Burkina/terrorisme: "Sachons nous faire des amis" (Djibril Bassolé)

Djibril Bassolé

L’ex-ministre burkinabè des Affaires étrangères, le général Djibril Bassolé, a invité les autorités à se "faire des amis" dans le cadre de la lutte contre le terrorisme, après avoir dénoncé l’assimilation de représentants de "groupes armés" vivant au Burkina à des "djihadistes", lors de son audition au procès du putsch manqué de septembre 2015.

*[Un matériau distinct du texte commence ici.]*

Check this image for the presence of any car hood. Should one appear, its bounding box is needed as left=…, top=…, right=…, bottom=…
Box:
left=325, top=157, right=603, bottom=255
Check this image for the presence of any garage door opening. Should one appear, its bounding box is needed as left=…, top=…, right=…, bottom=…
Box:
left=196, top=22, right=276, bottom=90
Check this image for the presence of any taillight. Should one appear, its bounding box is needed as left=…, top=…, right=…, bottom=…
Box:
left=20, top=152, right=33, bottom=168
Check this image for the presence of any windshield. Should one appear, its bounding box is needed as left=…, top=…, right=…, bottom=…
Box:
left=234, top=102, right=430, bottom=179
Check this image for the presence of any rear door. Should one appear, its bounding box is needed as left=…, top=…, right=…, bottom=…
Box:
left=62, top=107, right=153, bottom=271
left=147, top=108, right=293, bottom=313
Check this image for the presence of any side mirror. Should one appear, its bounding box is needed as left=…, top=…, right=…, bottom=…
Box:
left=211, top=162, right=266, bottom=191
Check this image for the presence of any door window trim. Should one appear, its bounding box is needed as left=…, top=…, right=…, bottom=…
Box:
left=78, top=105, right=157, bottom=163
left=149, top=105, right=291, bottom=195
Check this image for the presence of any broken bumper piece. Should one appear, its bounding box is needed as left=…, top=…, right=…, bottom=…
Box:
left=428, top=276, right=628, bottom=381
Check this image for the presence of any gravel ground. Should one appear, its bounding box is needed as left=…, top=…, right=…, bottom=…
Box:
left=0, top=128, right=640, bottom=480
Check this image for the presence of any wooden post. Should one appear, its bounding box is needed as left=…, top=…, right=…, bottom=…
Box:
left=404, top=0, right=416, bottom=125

Djibril Bassolé dénonce l’assimilation de représentants de "groupes armés" vivant au Burkina à des "djihadistes"

"Dans cette lutte contre le terrorisme, sachons nous faire des amis", a dit le général Bassolé, poursuivi pour attentat à la sûreté de l’Etat et pour avoir entre autres tenté de faire intervenir "des forces étrangères" en renfort lors des événements.

Après avoir accusé le gouvernement de la Transition d’avoir porté de "graves accusations" à son encontre en soutenant qu’il a appelé des "djihadistes pour envahir le Burkina et soutenir le Régiment de sécurité présidentielle (ex-unité d’élite)" après l'échec du coup d'Etat, il a déploré qu’un membre du Mouvement national de libération de l’Azawad (MNLA, rébellion touareg malienne), Sidi Lamine Oumar, figure aussi au banc des accusés.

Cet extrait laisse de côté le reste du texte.